Tree and Forest Inspection

One of the design goals of pybdt is to make it relatively straightforward for users to inspect the classifier. On this page we discuss some features that make this easy.

Direct Acces

The most basic way to learn about a trained classifier is to check its properties in IPython. If a BDTModel is loaded as bdt, then the number of constituent DTModel s is bdt.n_dtmodels (an int). The per-tree relative weights are given by bdt.alphas (numpy array with dtype float). The DTModel s themselves are stored in bdt.dtmodels (numpy array with dtype object). The cut parameters used by the classifier are bdt.feature_names (list of string s).

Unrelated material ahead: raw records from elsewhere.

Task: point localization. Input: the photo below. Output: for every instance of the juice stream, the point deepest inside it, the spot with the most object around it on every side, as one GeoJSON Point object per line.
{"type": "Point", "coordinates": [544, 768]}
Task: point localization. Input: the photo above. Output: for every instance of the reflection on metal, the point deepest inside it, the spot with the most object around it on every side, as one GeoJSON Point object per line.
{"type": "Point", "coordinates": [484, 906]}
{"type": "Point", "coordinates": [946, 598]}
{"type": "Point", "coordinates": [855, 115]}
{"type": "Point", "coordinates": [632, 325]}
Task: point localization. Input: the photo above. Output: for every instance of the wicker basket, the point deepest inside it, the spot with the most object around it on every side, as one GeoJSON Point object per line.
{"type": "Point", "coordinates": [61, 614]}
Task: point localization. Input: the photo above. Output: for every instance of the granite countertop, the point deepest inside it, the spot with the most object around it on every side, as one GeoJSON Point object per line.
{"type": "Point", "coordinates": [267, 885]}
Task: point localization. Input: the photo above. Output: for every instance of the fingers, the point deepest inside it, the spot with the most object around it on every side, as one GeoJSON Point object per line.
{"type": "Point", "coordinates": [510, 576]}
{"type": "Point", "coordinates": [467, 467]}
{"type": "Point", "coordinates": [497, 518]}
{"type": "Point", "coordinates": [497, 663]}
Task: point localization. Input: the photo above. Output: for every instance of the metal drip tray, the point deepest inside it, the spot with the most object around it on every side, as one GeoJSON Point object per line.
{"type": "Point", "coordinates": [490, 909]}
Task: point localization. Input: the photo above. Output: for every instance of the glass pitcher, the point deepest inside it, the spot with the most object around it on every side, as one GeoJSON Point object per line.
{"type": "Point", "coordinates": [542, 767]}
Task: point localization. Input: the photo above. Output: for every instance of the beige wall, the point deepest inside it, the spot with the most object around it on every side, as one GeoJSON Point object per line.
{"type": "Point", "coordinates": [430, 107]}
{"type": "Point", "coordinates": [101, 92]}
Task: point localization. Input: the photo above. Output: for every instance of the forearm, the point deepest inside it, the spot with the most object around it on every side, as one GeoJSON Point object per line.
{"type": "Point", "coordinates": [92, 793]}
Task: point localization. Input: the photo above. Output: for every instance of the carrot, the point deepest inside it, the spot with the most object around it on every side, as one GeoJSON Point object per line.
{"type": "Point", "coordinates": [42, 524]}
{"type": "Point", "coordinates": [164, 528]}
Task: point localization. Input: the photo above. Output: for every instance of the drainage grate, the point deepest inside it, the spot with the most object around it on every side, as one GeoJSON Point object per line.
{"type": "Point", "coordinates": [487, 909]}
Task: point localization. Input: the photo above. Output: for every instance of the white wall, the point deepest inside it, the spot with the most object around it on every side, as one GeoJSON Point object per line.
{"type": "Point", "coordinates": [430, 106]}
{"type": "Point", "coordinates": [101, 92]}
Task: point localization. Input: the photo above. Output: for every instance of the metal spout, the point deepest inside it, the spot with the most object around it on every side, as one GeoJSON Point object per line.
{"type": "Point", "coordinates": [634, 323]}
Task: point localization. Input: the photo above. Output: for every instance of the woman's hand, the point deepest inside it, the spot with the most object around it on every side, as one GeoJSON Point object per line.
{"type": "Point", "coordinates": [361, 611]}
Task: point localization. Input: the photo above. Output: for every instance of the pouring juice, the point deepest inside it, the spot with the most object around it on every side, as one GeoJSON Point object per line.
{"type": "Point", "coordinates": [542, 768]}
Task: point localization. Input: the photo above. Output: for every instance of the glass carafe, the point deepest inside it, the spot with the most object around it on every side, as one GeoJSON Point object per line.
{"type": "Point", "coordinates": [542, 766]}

Now, suppose we store the first tree as dt = bdt.dtmodels[0]. The root DTNode is node = dt.root; you can jump from a node to its children with DTNode.left and DTNode.left (until you reach a leaf node, for which both children are None). Split nodes apply a cut of the form node.feature_name < node.feature_val; passing events descend left and failing events descend right. Other details are also available – see the DTNode reference.

Visualization

pybdt includes a module pybdt.viz for easily visualizing trees. For a text-only printout, we can say:

from pybdt import viz
print viz.dtmodel_to_text (dt)

For a graphical visualization, we can instead say:

pic = viz.dtmodel_to_graphviz (dt)
pic.write_png (filename + '.png')
pic.write_pdf (filename + '.pdf')

and so forth – many write_* methods are provided by graphviz. This feature requires the pydot interface to graphviz to be installed. On ubuntu, it’s provided by the python-pydot package.

Variable Importance

The features described above make it reasonably easy to dig into the details of individual trees, and the plotting facilities (Validator Usage) offer a number of options for quantifying the overall classifier performance. However, one question remains to be answered: to what extent does each feature participate in the classifier? This can be addressed with the following calls:

print viz.variable_importance_to_text (bdt.variable_importance (True, True)) #1
print viz.variable_importance_to_text (bdt.variable_importance (False, False)) #2
print viz.variable_importance_to_text (bdt.variable_importance (True, False)) #3
print viz.variable_importance_to_text (bdt.variable_importance (False, True)) #4

pybdt.ml.BDTModel.variable_importance() produces a dict with string keys (the variable names) and floating point values (the relative importance, between 0 and 1). pybdt.viz.variable_importance_to_text() converts this dict to a string consisting of an easily-readable table, sorted by descending variable importance.

variable_importance() measures the importance of variables by counting the split nodes using each feature. The first agrument tells whether the count should be weighted by the separation gain (node.sep_gain) achieved by each split. The second argument tells whether the count should be weighted by the overall weight (alpha) of the tree in which each split occurs.

Here is the variable importance for the classifier in the ABC example – first with both weightings enabled, and then with both disabled:

print viz.variable_importance_to_text (bdt.variable_importance (True, True))
1. b : 0.556785
2. c : 0.259359
3. a : 0.183856

print viz.variable_importance_to_text (bdt.variable_importance (False, False))
1. c : 0.387212
2. b : 0.349272
3. a : 0.263517

In general, enabling weighting causes splits in earlier trees and splits closer to the roots of trees to be counted more strongly, relative to when weighting is disabled. Thus the weighted variable importance can be interpreted as a measure that is biased in favor of those variables responsible for the classification of the bulk of events. The unweighted variable importance is, by comparison, more fair to variables used in later trees or closer to leaf nodes; it can be interpreted as a measure of which variables are responsible for classifying the trickiest events. It is less clear how the (True, False) and (False, True) variable importance weightings should be interpreted, but the former will have more of a bias towards the roots of trees and the latter will have more of a bias towards earlier trees in the forest.